A federal inquiry will investigate a major central Queensland port expansion accused of causing a mass die-off of marine life.
Federal Environment Minister Greg Hunt announced on Monday he'll launch an independent commission of inquiry into dredging designed to accommodate liquefied natural gas exports at Gladstone Harbour.
Local fishermen have blamed the dredging project for a disease outbreak in 2011, which killed numerous fish, turtles, dugongs and other marine life.
The state-owned Gladstone Ports Corporation (GPC) has continually denied this and on Monday, sought to have a compensation claim by the fishermen thrown out of the Planning and Environment Court in Brisbane.
The matter was adjourned to April 15.
The GPC's former environmental manager John Broomhead told media last week the design and size of the wall retaining the toxic material dredged up was a failure.
He said the wall started to leak in August 2011 and contributed to elevated turbidity in the harbour.
A spokesman for Mr Hunt says it's not clear whether the inquiry will look into whether the dredging project caused a mass die-off of local marine life.

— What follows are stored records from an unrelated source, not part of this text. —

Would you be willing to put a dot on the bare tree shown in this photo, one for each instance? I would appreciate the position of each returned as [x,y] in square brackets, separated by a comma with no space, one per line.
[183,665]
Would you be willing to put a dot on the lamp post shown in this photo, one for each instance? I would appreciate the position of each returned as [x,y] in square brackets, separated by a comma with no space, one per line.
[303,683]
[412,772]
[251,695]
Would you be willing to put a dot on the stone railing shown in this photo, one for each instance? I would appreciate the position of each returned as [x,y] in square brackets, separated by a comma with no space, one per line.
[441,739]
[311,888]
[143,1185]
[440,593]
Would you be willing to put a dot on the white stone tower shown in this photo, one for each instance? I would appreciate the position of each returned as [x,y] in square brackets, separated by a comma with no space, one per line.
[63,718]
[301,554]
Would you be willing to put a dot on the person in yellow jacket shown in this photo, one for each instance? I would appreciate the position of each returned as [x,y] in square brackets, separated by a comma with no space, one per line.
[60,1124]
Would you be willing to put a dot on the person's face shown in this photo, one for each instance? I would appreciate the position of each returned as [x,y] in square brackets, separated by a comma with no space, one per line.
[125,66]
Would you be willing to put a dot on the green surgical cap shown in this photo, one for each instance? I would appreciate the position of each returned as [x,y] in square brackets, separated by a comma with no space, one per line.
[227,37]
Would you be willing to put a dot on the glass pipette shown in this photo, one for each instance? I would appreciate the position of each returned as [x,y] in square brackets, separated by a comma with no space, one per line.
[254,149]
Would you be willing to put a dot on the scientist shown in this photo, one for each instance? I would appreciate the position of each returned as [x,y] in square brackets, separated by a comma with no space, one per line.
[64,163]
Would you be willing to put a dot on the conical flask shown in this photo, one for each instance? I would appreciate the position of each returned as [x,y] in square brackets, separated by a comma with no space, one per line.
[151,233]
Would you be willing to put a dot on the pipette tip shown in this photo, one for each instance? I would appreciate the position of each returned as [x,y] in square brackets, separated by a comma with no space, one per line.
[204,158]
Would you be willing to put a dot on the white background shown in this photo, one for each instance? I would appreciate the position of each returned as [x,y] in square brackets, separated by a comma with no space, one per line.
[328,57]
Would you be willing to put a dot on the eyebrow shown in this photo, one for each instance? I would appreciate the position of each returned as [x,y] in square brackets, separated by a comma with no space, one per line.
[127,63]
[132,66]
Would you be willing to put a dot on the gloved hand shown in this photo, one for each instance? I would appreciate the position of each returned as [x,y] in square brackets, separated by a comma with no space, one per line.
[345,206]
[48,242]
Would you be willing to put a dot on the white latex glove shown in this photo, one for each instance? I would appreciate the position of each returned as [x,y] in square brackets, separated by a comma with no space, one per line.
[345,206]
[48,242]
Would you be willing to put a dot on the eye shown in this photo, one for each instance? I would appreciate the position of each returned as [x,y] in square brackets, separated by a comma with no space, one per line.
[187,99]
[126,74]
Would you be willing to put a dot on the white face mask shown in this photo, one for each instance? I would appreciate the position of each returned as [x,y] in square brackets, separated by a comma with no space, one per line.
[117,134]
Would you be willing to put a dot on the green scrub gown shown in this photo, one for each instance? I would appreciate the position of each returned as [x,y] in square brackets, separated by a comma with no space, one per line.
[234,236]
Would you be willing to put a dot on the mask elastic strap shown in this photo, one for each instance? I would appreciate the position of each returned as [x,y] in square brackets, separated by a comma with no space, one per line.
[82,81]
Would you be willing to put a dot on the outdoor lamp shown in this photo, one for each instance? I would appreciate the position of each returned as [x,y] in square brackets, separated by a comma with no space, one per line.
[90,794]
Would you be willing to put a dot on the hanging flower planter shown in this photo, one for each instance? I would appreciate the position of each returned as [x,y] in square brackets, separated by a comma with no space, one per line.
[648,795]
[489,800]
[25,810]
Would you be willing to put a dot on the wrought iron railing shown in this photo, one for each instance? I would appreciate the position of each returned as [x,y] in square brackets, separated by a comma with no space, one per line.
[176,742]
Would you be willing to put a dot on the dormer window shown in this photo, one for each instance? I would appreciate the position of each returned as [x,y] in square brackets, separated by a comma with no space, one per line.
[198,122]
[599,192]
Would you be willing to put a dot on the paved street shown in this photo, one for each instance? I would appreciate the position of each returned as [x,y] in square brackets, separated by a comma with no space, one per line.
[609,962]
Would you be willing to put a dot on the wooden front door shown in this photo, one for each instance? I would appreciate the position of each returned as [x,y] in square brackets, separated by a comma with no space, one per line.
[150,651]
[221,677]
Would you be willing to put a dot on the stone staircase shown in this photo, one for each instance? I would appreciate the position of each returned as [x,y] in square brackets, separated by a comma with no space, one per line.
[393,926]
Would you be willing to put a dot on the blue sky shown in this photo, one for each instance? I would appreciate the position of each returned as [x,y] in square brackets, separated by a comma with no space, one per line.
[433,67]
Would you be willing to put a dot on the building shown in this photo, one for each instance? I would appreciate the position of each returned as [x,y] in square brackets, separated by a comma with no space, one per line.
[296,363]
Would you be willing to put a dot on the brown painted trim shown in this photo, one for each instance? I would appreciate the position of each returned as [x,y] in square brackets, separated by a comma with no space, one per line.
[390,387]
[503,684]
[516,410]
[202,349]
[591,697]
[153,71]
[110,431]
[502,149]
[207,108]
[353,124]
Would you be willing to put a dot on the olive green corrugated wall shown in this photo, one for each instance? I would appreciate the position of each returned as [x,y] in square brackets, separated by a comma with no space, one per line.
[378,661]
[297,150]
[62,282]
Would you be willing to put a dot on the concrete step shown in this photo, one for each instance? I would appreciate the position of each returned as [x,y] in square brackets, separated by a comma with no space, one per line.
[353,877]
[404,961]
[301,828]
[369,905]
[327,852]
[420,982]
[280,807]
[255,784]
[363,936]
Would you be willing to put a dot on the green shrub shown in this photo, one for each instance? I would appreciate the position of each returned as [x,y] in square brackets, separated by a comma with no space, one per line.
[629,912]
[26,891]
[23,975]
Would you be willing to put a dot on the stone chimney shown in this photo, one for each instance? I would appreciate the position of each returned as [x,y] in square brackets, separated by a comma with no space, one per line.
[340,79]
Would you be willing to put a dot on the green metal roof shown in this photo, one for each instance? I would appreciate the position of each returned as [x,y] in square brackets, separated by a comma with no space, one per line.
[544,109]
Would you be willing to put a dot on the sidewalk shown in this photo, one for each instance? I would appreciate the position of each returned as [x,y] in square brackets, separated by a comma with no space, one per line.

However, Mr Hunt has confirmed it will look into the failure of the retaining wall and is likely to examine any links between the federal and state Labor Party and the state-owned ports corporation.
"There has clearly been a failure in the bund wall," Mr Hunt said.
"The inquiry will seek to determine if this was a failure of design or execution.
"It's a chance to find out what lessons can be learnt and to determine if action needs to be taken."
He said the terms of reference would be announced shortly and the inquiry would start soon.
Former Gladstone fisherman Trevor Falzon has urged more whistleblowers like Mr Broomhead to come forward.
"People who have been involved in all of this should come forward and tell us the real truth here," he said.
"I think there are quite a fair few skeletons in the closet and I think they all should be coming out if they have a conscience."
Despite being a fisherman for 28 years, Mr Falzon said the disaster has put him and many others out of business and has placed the local ecosystem under enormous environmental stress.
"It's not all about dollar and profits for some corporation to put in their pockets," he said.
"We've (Gladstone's fishermen) had divorces, split ups and bankruptcies."
Opposition Leader Annastacia Palaszczuk says Labor has nothing to fear from its time in office.
"No, not at all," she said.
"These are very serious issues and they need to be investigated."